CONSUELO DE PAULA



FESTA DA CONGADA NO SUDOESTE MINEIRO

Por Consuelo de Paula       

Eles fazem suas caixas preparando o couro de boi e as bordas de madeira. Talham um pedaço de pau e já têm as baquetas. As roupas de marinheiros, brancas, azuis, verdes e amarelas, são decoradas com faixas e fitas. Sobre a cabeça, levam "quepes" ou chapéus, com ou sem longas fitas de cetim. São os congadeiros da minha região, sudoeste de Minas Gerais, São Sebastião do Paraíso, Itamogi, Pratápolis, Itaú de Minas, Fortaleza de Minas, Passos etc, que geralmente trabalham na roça durante o ano todo e, em dezembro, se transformam em capitães, sanfoneiros, violeiros, pandeiristas, dançarinos, congadeiros. Vão compor o seu terno (o conjunto, o grupo).   

Em Pratápolis existe um terno que, além da toada de congo, toca a mazurca e um outro rítmo de bailado. Vestem roupas coloridas, avermelhadas e têm coroa de penas sobre a cabeça. Bailam alto. E vestem sainhas como os moçambiqueiros.   

Os moçambiqueiros, ou maçambiqueiros, fazem suas gungas preparando latinhas que vão conter muitos chumbinhos e, do couro e da madeira, fazem um grande tambor que os acompanhará até o altar da igrejinha de Nossa Senhora do Rosário. Aliás, são os únicos que podem entrar na igreja. Entram tocando, bailando, cantando e saem olhando para o altar, nunca dão as costas para a santa. Vestem roupas claras, brancas, sainhas e gungas amarradas ao tornozelo. Sua rítmica é mais complexa, diferente das toadas que, por sua vez, são imponentes e elegantes.   

O povo destas cidades faz promessa  pra Nossa Senhora do Rosário, São Benedito, Santa Efigênia, Santa Catarina, Santa Maria Madalena e, durante a festa da congada, pede pra que algum terno de congo ou moçambique vá até a sua residência e o leve,  vestido de rei ou rainha, com capa de cetim azul claro e coroa, acompanhado por uma pessoa que  segura uma sombrinha ou guarda-chuva aberto, até a igreja. Lá, cumpre sua promessa e segue novamente, caminhando atrás do terno, que vai até a casa do penitente  para completar  a função.    

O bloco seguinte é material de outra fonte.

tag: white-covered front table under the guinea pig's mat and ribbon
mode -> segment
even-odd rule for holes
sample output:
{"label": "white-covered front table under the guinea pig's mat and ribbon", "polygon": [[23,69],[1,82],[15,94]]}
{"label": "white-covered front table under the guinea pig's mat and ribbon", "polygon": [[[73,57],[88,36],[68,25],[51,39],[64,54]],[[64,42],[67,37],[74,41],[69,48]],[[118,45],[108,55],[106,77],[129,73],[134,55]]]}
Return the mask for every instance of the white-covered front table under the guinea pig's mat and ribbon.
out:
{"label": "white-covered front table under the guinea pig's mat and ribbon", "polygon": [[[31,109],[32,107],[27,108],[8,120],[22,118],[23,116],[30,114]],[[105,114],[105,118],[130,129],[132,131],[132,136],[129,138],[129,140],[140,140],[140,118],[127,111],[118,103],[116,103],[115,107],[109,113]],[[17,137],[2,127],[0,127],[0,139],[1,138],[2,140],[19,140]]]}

O bom da história é que neste leva e trás, por promessa ou por paixão, os congadeiros vão tocando suas caixas e pandeiros, bailando e, principalmente, cantando. O capitão "puxa" os versos e improvisa pra que tudo se cumpra.   

Nasci e vivi em Pratápolis até os meus dezoito anos e, sempre que ouço o som da congada, meu coração se transforma. No dia oito de dezembro, as sete bandeiras sobem com os mastros (cada bandeira com o seu santo). Depois, do dia vinte e cinco  ao dia trinta e um de dezembro, acontece a festa. No dia primeiro de janeiro, os congadeiros descem as bandeiras na presença do rei congo perpétuo e de sua rainha.    Em São Sebastião do Paraíso há um congódromo com um desfile muito animado.    Em Itamogi, durante os dias de festa, todos comem num mesmo lugar. Muita comida é feita e a cidade, assim como qualquer visitante, pode matar a sua fome de comunhão. Foi em Itamogi que vi o capitão de um moçambique fazer o sinal da cruz com as mãos em sincronia com a sua dança, mostrando-me seu jeito de corpo tão especial e polirrítmico.    Em Passos, existe o terno dos Jerônimos, negros lindos, todos da mesma família, que tocam um forte bailado e cantam: "na janela eu tenho papagaio, na gaiola eu tenho piriquito; esse verso é do meu velho pai, é herança de São Benedito."    

Em Itaú de Minas (que é terra de folia de reis), há um lindo terno de marinheiros que cantam e dançam com muita classe e clareza.    Contei aqui um pouco do que vi, dentro da perspectiva de uma simples admiradora. Assim, pra finalizar, citarei palavras retiradas do livro "Civilização e Cultura" do Câmara Cascudo: "a pesquisa do popular é aquela que revela a contemporaneidade no milênio, o presente da antigüidade, as formas pretéritas vivas na diuturnidade do exemplo." "Vamos na mais pura macieza, vamos na maior delicadeza."  

Consuelo de Paula.  

Consuelo de Paula é cantora, compositora e produziu o CD "Samba,Seresta & Baião.